Menzou F
Centre Hospitalo-Universitaire de Douera, Service de Médecine interne et de Cardiologie, Faculté de Médecine, Université Blida1, Rue Étienne Dinet 54, 09000 Blida, Algérie.
Ann Cardiol Angeiol (Paris). 2021 Jun;70(3):153-160. doi: 10.1016/j.ancard.2021.04.001. Epub 2021 May 3.
Identify the predective echocardiographic parameters of major cardiovascular events (death, ischemic recurrence, heart failure and rehospitalization) in-hospital and after six months of follow-up and to establish an echocardiographic prognostic score and to evaluate its prognostic value alone or in association with clinical risk scores.
We recruited 302 patients in intensive care unit of cardiology for ACS consecutively on admission, patients were assessed by clinical risk scores (GRACE, TIMI, CRUSADE) and resting doppler echocardiography, a follow-up of six months.
The echocardiographic risk score has four variables: LV-EF (RR=0.931; 95%CI=0.885-0.979, P<0.01), RV-AF (RR=0.951; 95%CI=0.903-0.999, P<0.05), iMAE-M-strain (RR=1.226; 95%CI=1.081-1.390, P<0.01) and ULCs (RR=1.151; 95%CI=1.081-1.224, P<0.01). Its discrimination capacity (AUC=0.85), greater than that of the clinical risk scores, (GRACE: AUC=0.72, TIMI: AUC=0.71 and CRUSADE: AUC=0.76).
The risk stratification can be achieved using echocardiographic score easy to acquire and interpret in the clinical setting, with a stratification power higher than the clinical risk scores. The iconoclinical model makes it possible to select a group of heterogeneous patients by their clinical presentations and iconographic data at high risk but with an echoscore or clinical score weak or intermediate.

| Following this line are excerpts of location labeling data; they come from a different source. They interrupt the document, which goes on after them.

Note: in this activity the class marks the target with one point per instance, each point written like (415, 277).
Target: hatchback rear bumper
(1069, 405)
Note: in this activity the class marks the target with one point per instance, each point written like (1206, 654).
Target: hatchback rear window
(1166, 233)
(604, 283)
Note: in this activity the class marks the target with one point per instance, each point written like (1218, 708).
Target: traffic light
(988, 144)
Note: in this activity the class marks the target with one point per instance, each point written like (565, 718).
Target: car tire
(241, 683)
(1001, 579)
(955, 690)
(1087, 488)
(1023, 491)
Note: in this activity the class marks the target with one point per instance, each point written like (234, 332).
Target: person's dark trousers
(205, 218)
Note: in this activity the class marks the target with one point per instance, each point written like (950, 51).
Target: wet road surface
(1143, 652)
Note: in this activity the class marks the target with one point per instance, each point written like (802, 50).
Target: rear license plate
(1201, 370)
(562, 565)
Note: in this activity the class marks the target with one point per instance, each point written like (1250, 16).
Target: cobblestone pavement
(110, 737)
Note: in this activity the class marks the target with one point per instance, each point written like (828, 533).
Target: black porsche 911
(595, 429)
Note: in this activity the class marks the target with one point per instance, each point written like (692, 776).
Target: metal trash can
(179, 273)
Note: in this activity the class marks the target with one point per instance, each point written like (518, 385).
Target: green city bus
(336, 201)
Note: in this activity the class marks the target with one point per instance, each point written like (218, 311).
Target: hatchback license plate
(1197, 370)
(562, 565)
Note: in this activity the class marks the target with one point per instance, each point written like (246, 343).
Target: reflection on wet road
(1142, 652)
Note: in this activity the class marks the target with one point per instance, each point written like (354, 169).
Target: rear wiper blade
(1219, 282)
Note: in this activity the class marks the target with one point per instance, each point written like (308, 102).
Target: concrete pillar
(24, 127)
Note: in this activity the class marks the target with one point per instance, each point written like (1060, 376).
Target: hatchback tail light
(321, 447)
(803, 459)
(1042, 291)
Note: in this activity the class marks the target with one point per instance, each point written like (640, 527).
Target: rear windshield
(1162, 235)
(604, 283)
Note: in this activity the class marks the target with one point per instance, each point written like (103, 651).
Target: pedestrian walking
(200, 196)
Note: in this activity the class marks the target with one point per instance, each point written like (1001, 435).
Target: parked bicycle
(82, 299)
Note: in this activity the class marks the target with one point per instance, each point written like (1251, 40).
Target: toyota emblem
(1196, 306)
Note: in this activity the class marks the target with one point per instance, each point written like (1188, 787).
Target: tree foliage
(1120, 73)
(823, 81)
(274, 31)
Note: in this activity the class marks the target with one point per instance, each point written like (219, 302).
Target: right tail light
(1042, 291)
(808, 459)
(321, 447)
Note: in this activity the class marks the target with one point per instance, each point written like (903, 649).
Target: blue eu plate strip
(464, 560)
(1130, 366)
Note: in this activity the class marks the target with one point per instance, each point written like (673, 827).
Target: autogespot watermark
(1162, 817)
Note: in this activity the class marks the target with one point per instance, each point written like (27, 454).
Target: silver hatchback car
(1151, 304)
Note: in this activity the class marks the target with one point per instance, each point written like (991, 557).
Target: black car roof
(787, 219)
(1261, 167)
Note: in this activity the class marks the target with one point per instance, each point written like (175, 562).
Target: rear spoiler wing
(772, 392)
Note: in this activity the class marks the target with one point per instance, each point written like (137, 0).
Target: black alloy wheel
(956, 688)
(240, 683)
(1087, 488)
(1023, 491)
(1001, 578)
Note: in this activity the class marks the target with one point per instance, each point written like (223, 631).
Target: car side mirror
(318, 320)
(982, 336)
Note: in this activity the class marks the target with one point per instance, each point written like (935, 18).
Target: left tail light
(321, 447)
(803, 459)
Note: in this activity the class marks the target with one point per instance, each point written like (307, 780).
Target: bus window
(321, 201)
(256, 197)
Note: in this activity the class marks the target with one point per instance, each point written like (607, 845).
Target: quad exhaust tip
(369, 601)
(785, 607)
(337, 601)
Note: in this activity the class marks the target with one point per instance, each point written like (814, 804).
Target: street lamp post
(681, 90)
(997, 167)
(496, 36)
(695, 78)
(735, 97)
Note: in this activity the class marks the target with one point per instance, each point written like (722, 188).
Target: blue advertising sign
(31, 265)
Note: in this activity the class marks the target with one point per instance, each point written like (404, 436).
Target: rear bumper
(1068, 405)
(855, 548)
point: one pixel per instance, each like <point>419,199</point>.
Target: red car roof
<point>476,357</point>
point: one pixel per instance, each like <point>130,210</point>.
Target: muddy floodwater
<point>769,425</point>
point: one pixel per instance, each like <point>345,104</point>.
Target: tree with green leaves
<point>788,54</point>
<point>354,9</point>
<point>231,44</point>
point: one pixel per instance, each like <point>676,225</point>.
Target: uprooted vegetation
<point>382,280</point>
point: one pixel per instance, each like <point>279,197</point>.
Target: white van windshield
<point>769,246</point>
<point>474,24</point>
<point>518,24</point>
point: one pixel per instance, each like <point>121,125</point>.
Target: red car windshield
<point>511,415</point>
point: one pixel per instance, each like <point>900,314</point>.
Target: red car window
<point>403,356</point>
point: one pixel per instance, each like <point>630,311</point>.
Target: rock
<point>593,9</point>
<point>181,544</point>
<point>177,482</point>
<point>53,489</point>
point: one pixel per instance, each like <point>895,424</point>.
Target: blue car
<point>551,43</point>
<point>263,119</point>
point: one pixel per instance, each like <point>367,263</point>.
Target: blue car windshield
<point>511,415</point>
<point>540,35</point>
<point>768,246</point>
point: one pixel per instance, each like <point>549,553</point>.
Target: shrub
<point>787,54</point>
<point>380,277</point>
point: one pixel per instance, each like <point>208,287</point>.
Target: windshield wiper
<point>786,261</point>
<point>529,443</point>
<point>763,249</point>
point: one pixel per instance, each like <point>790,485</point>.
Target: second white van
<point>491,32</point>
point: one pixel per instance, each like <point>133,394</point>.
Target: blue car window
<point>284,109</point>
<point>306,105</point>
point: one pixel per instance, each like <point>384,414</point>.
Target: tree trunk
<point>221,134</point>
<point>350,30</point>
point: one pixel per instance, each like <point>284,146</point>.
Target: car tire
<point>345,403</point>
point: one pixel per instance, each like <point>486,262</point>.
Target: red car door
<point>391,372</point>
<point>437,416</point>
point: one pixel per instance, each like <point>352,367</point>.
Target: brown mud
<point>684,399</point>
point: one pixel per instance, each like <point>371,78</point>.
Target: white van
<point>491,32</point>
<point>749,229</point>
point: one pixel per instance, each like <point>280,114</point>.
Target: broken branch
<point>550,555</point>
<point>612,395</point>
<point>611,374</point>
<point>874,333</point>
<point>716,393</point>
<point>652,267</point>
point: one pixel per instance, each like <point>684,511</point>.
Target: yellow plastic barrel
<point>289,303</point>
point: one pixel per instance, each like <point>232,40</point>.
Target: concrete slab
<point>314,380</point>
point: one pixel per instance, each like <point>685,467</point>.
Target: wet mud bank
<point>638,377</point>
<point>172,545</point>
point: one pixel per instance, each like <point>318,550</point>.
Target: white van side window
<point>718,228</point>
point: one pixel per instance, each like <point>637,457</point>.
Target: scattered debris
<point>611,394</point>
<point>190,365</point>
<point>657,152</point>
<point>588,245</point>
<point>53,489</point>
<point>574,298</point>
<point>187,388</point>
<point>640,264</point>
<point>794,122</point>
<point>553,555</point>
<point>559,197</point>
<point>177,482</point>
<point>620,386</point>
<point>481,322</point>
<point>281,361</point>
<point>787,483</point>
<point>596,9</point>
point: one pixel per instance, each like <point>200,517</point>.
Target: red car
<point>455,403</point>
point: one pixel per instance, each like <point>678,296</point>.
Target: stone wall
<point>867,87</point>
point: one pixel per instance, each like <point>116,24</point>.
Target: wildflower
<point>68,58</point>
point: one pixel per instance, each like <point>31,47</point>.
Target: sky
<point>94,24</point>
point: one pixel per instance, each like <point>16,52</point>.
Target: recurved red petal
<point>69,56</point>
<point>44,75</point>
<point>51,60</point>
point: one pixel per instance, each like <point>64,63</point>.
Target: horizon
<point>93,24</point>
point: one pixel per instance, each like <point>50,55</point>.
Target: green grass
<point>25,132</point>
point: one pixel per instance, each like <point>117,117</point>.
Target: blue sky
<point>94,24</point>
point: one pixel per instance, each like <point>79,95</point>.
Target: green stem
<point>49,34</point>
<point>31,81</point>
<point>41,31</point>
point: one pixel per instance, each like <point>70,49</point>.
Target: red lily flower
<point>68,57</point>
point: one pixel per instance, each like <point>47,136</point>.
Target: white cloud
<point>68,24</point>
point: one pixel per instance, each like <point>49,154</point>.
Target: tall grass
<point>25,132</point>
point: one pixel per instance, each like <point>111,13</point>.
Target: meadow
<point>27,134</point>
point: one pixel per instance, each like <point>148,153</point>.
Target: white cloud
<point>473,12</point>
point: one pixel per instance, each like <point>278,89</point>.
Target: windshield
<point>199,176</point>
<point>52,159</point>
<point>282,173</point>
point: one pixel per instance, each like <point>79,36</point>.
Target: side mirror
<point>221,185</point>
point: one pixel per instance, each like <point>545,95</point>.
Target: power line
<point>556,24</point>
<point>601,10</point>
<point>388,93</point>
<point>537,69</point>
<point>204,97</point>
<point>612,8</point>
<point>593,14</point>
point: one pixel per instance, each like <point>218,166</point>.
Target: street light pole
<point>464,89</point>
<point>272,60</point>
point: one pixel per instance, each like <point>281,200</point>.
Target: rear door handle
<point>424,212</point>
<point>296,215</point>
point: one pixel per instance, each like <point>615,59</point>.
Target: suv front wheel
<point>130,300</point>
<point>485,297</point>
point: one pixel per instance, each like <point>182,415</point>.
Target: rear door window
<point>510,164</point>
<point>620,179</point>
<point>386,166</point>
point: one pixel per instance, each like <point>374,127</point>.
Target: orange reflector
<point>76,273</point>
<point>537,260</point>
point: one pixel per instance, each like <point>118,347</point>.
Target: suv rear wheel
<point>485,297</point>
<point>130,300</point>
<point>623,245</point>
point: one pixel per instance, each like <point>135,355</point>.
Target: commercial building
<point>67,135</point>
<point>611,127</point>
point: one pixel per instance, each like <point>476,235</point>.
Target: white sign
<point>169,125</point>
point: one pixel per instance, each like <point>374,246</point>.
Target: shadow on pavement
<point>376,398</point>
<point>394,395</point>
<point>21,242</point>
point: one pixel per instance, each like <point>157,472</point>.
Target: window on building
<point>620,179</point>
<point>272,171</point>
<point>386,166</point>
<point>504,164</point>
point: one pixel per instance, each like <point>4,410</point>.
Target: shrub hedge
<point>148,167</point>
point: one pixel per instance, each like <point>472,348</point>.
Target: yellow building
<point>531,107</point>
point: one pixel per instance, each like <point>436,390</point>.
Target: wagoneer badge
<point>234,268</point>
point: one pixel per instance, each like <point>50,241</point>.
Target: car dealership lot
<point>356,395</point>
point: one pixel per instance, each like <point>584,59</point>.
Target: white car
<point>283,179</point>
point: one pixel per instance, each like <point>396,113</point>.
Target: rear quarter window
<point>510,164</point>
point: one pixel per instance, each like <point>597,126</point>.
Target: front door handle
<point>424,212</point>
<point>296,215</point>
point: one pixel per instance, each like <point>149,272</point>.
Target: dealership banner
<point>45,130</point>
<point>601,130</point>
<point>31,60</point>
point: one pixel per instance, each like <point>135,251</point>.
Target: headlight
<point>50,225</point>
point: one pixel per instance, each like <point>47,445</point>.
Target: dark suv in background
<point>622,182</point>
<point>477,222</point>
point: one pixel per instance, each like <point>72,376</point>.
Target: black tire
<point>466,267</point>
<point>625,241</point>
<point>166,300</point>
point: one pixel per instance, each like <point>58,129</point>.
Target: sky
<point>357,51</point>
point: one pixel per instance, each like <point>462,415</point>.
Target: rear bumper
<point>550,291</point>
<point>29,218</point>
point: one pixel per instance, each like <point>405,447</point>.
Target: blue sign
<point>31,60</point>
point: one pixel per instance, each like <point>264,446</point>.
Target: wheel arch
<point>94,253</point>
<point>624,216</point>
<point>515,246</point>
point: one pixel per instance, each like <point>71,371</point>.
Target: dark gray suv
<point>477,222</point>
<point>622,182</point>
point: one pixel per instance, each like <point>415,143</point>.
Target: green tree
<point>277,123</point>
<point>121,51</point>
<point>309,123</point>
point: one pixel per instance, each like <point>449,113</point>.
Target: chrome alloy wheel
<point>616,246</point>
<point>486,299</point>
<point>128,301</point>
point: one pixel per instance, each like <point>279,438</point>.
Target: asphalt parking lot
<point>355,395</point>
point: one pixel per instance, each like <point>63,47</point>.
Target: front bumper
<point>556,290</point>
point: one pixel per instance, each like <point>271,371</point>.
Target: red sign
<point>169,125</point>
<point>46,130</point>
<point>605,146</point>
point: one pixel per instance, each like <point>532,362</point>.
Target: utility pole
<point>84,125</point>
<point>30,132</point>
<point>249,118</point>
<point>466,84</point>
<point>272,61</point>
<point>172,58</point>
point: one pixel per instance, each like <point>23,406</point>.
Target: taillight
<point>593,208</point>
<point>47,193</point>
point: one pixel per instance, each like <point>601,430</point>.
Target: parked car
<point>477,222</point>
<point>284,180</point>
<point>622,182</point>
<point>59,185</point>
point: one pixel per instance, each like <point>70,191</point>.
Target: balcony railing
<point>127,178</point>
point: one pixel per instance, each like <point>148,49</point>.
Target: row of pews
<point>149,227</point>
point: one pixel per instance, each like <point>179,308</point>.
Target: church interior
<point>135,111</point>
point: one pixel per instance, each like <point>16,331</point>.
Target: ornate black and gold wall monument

The developed echocardiographic model could prove very useful in the decision-making process and optimization of the therapeutic strategy in some high-risk patients with acute coronary syndromes following an invasive strategy. It is appropriate for expert interpretation, yet relatively simple because it contains only four simple echocardiographic variables as predictors.
确定住院期间及随访6个月后主要心血管事件(死亡、缺血复发、心力衰竭和再次住院)的预测性超声心动图参数,建立超声心动图预后评分,并评估其单独或与临床风险评分联合使用时的预后价值。
我们连续招募了302名入住心脏病重症监护病房的急性冠状动脉综合征(ACS)患者,入院时通过临床风险评分(GRACE、TIMI、CRUSADE)和静息多普勒超声心动图对患者进行评估,并进行6个月的随访。
超声心动图风险评分有四个变量:左心室射血分数(RR=0.931;95%CI=0.885-0.979,P<0.01)、右心室面积变化分数(RR=0.951;95%CI=0.903-0.999,P<0.05)、心肌梗死面积心肌应变(RR=1.226;95%CI=1.081-1.390,P<0.01)和超声心动图纵向应变(RR=1.151;95%CI=1.081-1.224,P<0.01)。其鉴别能力(AUC=0.85)大于临床风险评分(GRACE:AUC=0.72,TIMI:AUC=0.71,CRUSADE:AUC=0.76)。
使用在临床环境中易于获取和解释的超声心动图评分可以实现风险分层,其分层能力高于临床风险评分。影像学临床模型能够通过临床表现和影像学数据选择一组具有高风险但超声心动图评分或临床评分较低或中等的异质性患者。
所开发的超声心动图模型可能在某些接受侵入性治疗策略的急性冠状动脉综合征高危患者的决策过程和治疗策略优化中非常有用。它适合专家解读,但相对简单,因为它仅包含四个简单的超声心动图变量作为预测指标。